David Stuart reports back from a meeting in London to explore the opportunities of linking data on the web
Most people think of the web as a collection of documents interconnected by hyperlinks. Increasingly, however, organisations from across the different sectors of society are making large amounts of raw data available online. The web is changing from a web of documents to a web of data; from a web that can be read by humans to one that can be read by machines.
The way organisations choose to make this data available has important implications for how others can make use of it. Users might be required to learn the idiosyncrasies of isolated data on each publisher’s website, or they could, through the use of dereferenceable URIs on the web, add value to the data by making links to the data. The latter, the Linked Data approach, was the subject of the 2nd Linked Data Meetup in London at the end of February, where 200 people came together for a day of talks and workshops on the topic.
Almost a decade after Tim Berners-Lee and James Hendler first described their vision of a semantic web in the journal Nature, a general pessimism regarding the imminent approach of a semantic web would be understandable. However the list of organisations sponsoring and attending the Linked Data meet-up in London demonstrates the broad support and interest by some big names. The research community, content providers, commercial organisations, and government were all represented, with sponsors including JISC, the BBC, Talis, Garlik, and the UK’s Cabinet Office.
The day was very much one of two halves, a morning of talks and an afternoon of workshops, and began with Tom Heath introducing the topic of Linked Data. Heath, a researcher at Talis, emphasised the shift in thinking as we move away from a web of documents and start assigning identifiers to things we want to talk about. A subtle shift that is ‘either trivial or revolutionary’. With few exceptions, those within the Linked Data community consider it revolutionary.
When objects have identifiers it is easier to explore both the attributes and relationships between objects. These features were reiterated in the talks that followed, both in Tom Scott’s presentation about the BBC’s Wildlife Finder, and John Sheridan and Jeni Tennison of the Cabinet Office’s ‘How the web of data will be won’. Following the BBC Wildlife Finder talk, the presentation from the Cabinet Office illustrated two important issues for Linked Data: trust and permanence.
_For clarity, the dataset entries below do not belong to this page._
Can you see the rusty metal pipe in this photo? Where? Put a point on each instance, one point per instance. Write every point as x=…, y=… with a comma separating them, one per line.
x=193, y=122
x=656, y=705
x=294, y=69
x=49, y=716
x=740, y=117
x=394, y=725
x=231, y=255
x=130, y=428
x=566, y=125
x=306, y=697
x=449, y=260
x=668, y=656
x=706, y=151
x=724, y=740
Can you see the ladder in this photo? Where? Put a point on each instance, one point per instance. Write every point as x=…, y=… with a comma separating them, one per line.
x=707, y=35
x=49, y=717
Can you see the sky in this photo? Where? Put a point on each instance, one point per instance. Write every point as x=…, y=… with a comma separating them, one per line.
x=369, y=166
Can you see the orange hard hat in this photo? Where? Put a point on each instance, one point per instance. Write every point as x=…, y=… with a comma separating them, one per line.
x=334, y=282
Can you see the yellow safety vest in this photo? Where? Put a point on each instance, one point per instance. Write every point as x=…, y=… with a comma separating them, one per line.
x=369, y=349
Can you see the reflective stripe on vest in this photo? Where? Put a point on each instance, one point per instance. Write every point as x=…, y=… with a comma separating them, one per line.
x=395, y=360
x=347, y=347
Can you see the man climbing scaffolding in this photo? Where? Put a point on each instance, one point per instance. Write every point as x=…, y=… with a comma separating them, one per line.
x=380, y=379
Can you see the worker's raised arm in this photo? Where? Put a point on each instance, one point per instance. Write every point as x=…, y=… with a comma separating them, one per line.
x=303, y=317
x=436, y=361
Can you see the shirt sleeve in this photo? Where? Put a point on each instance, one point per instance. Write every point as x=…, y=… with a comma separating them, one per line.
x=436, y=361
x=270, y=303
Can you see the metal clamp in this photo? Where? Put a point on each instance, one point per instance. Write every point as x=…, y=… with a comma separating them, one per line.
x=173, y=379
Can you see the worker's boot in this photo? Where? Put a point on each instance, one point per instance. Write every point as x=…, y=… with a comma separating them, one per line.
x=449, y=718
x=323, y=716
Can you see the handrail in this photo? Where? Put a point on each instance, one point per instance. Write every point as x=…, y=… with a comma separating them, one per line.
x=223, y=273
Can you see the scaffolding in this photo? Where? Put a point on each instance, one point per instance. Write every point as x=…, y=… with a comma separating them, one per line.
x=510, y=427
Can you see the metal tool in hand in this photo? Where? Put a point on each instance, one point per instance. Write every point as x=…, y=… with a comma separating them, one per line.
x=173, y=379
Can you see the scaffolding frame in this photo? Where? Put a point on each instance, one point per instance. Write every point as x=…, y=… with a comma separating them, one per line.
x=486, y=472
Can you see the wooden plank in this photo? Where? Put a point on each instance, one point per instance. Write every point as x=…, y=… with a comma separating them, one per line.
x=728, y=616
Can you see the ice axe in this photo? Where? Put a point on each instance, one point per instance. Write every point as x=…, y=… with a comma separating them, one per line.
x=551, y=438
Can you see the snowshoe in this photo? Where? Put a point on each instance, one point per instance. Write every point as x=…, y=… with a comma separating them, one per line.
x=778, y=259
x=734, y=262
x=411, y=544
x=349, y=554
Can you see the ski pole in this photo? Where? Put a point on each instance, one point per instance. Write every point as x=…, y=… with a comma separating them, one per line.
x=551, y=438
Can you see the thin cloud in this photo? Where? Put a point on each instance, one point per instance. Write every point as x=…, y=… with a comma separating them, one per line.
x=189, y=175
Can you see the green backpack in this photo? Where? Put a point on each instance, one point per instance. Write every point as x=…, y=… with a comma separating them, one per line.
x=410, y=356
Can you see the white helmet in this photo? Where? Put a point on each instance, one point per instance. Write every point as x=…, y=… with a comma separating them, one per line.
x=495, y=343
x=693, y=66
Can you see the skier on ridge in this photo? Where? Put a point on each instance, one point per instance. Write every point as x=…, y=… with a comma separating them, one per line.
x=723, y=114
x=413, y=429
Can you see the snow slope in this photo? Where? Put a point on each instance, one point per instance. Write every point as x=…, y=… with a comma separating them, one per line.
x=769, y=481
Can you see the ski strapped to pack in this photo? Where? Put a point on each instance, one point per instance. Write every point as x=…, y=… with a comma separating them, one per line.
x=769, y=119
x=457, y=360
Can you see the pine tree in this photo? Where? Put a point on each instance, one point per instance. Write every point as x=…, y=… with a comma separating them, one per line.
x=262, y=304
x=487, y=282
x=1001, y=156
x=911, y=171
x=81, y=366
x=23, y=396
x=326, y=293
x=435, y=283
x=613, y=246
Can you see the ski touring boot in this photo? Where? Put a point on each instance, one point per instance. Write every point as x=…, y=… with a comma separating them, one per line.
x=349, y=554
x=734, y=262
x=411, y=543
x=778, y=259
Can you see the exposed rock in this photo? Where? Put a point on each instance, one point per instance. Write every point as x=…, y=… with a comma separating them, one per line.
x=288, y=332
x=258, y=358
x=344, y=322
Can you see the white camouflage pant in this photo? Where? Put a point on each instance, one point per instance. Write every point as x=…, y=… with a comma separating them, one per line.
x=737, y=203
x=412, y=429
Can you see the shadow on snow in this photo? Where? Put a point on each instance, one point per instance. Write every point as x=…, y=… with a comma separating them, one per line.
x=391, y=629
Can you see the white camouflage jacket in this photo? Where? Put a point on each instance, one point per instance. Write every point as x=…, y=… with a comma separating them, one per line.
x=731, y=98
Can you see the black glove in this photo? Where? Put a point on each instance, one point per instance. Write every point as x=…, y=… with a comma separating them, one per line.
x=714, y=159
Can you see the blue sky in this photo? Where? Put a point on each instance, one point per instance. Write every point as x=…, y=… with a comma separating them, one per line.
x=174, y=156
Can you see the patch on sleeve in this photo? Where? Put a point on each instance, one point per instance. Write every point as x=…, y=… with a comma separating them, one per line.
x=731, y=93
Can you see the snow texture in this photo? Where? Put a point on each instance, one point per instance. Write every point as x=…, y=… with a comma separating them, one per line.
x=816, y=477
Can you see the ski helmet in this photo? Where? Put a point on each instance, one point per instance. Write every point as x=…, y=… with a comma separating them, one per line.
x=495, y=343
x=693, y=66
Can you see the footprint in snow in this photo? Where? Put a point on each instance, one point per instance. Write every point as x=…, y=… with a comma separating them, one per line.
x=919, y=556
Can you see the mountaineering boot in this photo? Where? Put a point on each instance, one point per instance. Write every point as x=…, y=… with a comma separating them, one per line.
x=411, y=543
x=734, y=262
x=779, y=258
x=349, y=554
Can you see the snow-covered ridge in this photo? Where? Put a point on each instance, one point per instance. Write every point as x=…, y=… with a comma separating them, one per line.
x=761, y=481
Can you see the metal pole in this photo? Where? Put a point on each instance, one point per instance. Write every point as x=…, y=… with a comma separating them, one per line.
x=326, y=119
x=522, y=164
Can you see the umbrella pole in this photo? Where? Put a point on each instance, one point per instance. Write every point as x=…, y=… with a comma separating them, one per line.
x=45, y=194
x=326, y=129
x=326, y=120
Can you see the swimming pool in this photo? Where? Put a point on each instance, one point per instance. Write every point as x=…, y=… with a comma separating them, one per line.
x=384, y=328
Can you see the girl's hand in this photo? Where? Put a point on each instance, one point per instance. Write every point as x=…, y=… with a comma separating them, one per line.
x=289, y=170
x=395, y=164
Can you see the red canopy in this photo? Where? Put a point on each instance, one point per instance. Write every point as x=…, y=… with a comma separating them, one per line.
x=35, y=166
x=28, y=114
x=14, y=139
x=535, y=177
The BBC Wildlife Finder automatically draws data from external sources, including the crowd-sourced Wikipedia, meaning that if someone changes data on Wikipedia it will automatically be changed on the BBC. While the inclusion of the appropriate attribution may be good enough for BBC, it would be unlikely that it would be acceptable on government web sites.
The semantic web is not only about the government and international organisations putting data online, but, as Lin Clark of DERI Galway showed in her talk, there are free and open-source content management systems, such as Drupal, available for companies of all sizes to embrace the semantic data. It is through a distributed embracing of Linked Data by different organisations that it will best work. As Georgi Kobilarov of Uberblic Labs put it, each data set will be taken care of by those who understand it: the BBC for news, EU Stats for stats.
The practical nature of the meet-up was emphasised in both the panel discussion, ‘Putting information to work – when it moves beyond the niche’, and in the afternoon’s workshops, which included one on Drupal RDFa (a language to represent information about things on the web), building a linked data application, and an introduction to SPARQL (the language that can be used to query linked data). Linked Data is not some vague vision of a semantic web on the horizon, but a practical approach to the semantic web today.
As more data is made available online, the need for organisations and individuals to bridge the gap will only increase, but while this is a role ideally suited to the library and information scientist, the attendees at the meeting were primarily from a computer science background. In part this is attributable to the event being an add-on to a larger programme of JISC programmer developer days, but nonetheless, there is a need for the new opportunities provided by the semantic web to be embraced by the community of library and information scientists.